CMSC 28000 — Lecture 7

Continuing from our DFA construction for concatenation from last class,

From this construction, our state set has $m2^n$ states. However, we can make the observation that whenever we're in a final state of $A_1$, the initial state of $A_2$ must be in our set of current states of $A_2$. This means that any states in $F_1 \times 2^{Q_2 \setminus \{q_{0,2}\}}$ will never be reached and we can remove these from our machine. If $A_1$ has $k$ final states, then this is exactly $k 2^{n-1}$ states. This means we have as many as $m2^n - k2^{n-1}$ states. This number grows when $A_1$ has fewer final states, so it's maximized when $A_1$ has only a single final state, giving us our bound of $m2^n - 2^{n-1}$. $\tag*{$\Box$}$

Regular languages

So we've shown how several operations preserve regularity by showing how to construct the equivalent finite automata.

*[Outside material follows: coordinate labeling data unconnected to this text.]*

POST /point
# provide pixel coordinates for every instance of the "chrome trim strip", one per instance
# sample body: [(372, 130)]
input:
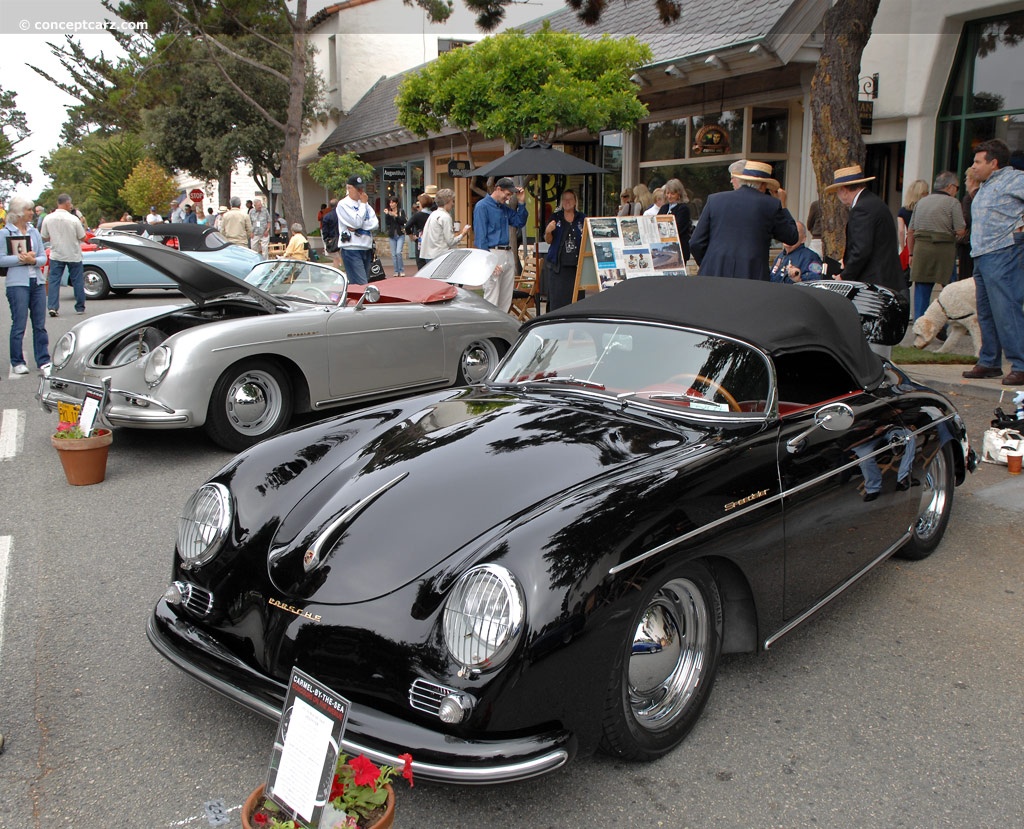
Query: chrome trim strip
[(836, 593), (763, 503), (312, 557)]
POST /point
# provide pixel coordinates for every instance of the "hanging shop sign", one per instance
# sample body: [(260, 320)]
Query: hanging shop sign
[(712, 140)]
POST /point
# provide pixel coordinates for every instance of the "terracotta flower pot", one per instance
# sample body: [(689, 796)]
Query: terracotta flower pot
[(84, 460), (386, 821)]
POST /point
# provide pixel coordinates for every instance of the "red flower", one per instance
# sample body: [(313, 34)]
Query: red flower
[(366, 772), (407, 770)]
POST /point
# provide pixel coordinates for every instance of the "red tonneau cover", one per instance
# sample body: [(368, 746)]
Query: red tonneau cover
[(408, 289)]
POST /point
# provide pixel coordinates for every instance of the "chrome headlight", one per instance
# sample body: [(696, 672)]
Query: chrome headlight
[(64, 350), (157, 363), (204, 524), (483, 617)]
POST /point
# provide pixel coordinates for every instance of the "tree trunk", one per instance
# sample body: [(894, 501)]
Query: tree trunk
[(836, 139), (291, 204)]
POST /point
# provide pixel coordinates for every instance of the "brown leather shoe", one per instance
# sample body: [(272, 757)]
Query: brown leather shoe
[(980, 372)]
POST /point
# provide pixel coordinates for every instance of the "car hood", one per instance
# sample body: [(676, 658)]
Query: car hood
[(454, 475), (199, 280)]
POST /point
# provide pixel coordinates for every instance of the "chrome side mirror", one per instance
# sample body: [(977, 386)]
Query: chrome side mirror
[(371, 295), (833, 418)]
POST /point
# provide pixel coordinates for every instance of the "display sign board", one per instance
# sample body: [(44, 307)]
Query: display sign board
[(306, 747)]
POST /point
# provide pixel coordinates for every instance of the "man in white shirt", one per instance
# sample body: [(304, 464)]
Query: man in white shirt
[(356, 222), (65, 232)]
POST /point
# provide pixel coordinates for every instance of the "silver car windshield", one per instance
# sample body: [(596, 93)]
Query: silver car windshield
[(306, 281), (653, 364)]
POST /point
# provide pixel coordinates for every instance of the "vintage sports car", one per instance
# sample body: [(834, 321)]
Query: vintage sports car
[(245, 354), (554, 561), (111, 271)]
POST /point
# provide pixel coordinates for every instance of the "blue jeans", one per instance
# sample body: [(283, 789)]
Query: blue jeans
[(356, 262), (76, 278), (25, 300), (999, 288), (397, 246)]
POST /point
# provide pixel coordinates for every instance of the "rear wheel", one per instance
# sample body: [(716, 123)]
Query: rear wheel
[(252, 400), (95, 282), (936, 506), (476, 362), (667, 667)]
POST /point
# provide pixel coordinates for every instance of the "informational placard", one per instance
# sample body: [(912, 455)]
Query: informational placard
[(627, 247), (306, 747)]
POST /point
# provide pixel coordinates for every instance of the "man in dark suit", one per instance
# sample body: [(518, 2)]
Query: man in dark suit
[(871, 249), (736, 227)]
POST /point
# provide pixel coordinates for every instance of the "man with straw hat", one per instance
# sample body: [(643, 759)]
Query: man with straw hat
[(736, 227), (871, 249)]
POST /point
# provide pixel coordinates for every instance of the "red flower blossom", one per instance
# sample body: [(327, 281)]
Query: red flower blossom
[(366, 772), (407, 770)]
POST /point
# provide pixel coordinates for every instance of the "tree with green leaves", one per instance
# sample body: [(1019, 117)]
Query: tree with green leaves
[(150, 184), (332, 170), (515, 86), (13, 130)]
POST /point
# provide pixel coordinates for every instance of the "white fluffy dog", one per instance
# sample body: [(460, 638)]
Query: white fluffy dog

Now, we'll be revisiting the idea of languages as sets and define another way to describe a language. Recall that languages are sets and that we can perform all the usual set operations on these sets to describe new languages. We also extended some string operations to languages. We will now define a specific set of these operations to be regular operations.

Definition 7.1. Let $\Sigma$ be an alphabet and let $L,M \subseteq \Sigma^*$ be languages. The following operations are the regular operations:

  1. Union: $L \cup M = \{w \in \Sigma^* \mid w \in L \text{ or } w \in M \}.$
  2. Concatenation: $LM = \{uv \mid u \in L, v \in M \}$.
  3. Kleene star: $L^* = \bigcup_{i \geq 0} L^i$.

So what's so special about these particular operations? These operations define what we call the class of regular languages

Definition 7.2. A language $L$ is regular if it satisfies the following:

  1. $\emptyset$ is regular.
  2. $\{\varepsilon\}$ is regular.
  3. $\{a\}$ for $a \in \Sigma$ is regular.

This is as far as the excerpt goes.